Kellnern war gestern

Den meisten Studenten ergeht es ähnlich, sobald sich das Semester dem Ende nähert. Der Blick in die Haushaltskasse offenbart chronische Ebbe. Als Student braucht man im Durchschnitt 750 Euro monatlich, um seine Miete, Nebenkosten, Ernährung, Bücher usw. zu finanzieren. Daher verwundert es kaum, dass 62 Prozent aller Studenten während der Semesterferien jobben (vgl. F.A.Z., 20.07.2007, Nr. 166, S. 20).

Besonders beliebt, weil in jeder größeren Stadt relativ einfach zu bekommen, ist nach wie vor das Kellnern. Vorkenntnisse werden hier keine vorausgesetzt und mit dem Trinkgeld lässt sich auch ein noch so niedriger Stundenlohn schnell aufbessern. Ebenfalls begehrt sind auch Aushilfsjobs im Lager oder Büro.

Doch locken neben den „althergebrachten“ Aushilfsjobs mittlerweile eine Menge Ferienjobs, die wenn auch nicht unbedingt lukrativer, so doch zumindest mit mehr Abwechslung verbunden sind.
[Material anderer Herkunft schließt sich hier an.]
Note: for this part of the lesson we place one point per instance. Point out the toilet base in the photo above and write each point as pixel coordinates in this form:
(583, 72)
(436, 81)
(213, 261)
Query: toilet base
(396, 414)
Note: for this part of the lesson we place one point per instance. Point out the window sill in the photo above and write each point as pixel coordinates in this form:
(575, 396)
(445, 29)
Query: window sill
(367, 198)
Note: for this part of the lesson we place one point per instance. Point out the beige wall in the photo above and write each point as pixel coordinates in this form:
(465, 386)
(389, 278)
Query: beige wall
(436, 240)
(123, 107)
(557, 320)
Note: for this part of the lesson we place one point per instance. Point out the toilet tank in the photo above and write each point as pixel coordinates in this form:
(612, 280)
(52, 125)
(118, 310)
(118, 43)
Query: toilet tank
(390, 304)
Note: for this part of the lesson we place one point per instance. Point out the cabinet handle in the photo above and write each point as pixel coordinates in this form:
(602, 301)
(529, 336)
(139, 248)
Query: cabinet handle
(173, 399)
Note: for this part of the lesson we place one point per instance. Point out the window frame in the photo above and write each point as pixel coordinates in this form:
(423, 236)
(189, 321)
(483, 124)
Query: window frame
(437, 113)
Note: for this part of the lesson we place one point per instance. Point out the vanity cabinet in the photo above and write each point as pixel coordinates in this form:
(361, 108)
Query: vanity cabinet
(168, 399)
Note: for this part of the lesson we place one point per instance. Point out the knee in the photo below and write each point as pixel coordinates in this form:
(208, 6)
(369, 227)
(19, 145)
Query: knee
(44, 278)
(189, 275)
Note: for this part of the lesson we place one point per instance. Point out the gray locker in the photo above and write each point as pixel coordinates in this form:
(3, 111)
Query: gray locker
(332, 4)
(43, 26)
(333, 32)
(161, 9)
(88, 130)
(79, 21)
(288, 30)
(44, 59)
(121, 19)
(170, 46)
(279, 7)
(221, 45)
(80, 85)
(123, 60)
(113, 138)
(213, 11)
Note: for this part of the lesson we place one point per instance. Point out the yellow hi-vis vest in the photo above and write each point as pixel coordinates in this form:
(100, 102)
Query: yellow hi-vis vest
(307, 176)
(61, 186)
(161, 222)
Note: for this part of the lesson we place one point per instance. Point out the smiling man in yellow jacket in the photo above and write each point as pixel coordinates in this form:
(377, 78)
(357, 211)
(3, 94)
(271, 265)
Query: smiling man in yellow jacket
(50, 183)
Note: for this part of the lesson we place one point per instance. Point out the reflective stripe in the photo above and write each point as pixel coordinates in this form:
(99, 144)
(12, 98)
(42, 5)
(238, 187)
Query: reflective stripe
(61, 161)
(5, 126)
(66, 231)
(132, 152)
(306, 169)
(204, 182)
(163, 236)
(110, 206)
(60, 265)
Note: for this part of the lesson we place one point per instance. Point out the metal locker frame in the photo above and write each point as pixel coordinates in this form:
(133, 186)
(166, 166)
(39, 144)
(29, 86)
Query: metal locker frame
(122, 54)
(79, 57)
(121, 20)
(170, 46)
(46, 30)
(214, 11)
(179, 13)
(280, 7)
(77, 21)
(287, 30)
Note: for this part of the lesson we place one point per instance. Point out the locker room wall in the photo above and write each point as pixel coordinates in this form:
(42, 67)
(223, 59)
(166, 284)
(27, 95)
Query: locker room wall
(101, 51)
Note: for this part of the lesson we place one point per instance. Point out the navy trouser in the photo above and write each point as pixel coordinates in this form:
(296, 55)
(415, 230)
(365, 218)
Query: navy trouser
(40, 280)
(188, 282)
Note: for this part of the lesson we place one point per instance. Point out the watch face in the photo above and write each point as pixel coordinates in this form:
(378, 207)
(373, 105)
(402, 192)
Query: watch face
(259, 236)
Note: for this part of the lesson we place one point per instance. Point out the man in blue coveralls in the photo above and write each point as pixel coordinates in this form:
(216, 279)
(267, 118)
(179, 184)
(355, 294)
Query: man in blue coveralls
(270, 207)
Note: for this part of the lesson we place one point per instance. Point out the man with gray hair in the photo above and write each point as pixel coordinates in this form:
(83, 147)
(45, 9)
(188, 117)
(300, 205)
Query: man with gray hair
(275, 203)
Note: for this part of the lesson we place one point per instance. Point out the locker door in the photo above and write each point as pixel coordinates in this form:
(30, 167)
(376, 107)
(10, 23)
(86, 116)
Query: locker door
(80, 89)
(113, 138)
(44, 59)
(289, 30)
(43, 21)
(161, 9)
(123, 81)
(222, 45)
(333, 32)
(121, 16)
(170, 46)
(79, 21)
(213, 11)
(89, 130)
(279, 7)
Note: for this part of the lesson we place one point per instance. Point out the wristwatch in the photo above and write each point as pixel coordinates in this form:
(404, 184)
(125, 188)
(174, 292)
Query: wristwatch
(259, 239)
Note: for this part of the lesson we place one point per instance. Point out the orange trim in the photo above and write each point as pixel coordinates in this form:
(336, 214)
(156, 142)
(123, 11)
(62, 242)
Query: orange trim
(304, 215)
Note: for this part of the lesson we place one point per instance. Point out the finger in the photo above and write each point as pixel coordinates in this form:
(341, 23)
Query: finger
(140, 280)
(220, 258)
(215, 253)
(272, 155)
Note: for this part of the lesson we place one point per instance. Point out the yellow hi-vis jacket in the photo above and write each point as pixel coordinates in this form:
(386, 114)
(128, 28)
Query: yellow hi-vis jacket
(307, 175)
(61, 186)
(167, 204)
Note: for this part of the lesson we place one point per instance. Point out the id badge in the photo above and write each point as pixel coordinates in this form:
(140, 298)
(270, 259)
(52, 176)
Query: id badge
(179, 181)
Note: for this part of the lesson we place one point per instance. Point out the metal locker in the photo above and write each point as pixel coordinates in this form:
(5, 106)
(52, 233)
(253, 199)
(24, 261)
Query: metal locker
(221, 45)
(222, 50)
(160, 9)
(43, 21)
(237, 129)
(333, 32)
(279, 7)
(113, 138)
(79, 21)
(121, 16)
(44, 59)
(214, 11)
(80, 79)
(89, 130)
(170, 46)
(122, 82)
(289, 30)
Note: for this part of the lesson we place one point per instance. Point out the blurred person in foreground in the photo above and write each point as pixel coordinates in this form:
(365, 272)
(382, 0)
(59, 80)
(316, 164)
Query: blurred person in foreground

Zahlreiche Agenturen locken mittlerweile mit einem Promotion- Job auf Mallorca, bei dem es darum geht, an einem Abend möglichst viele Eintrittskarten für die zahlreichen Diskotheken unter die Leute zu bringen. Bezahlt wird oft mit einem Fixgehalt pro Tag, welches aber durch Provisionen für Kartenverkäufe schnell gesteigert werden kann. So lassen sich mitunter 200 Euro an einem Tag verdienen. Der Vorteil, man kann dem schnöden Sommerwetter in Deutschland den Rücken kehren und dort arbeiten, wo andere Urlaub machen. Gleichwohl darf man sich die Arbeit auf der Urlaubsinsel nicht zu entspannt vorstellen, denn nur wer auf Leute zugeht und auch wirklich die eine oder andere Karte verkauft, wird in seinem Geldbeutel auch am Ende der Reise noch etwas übrig haben.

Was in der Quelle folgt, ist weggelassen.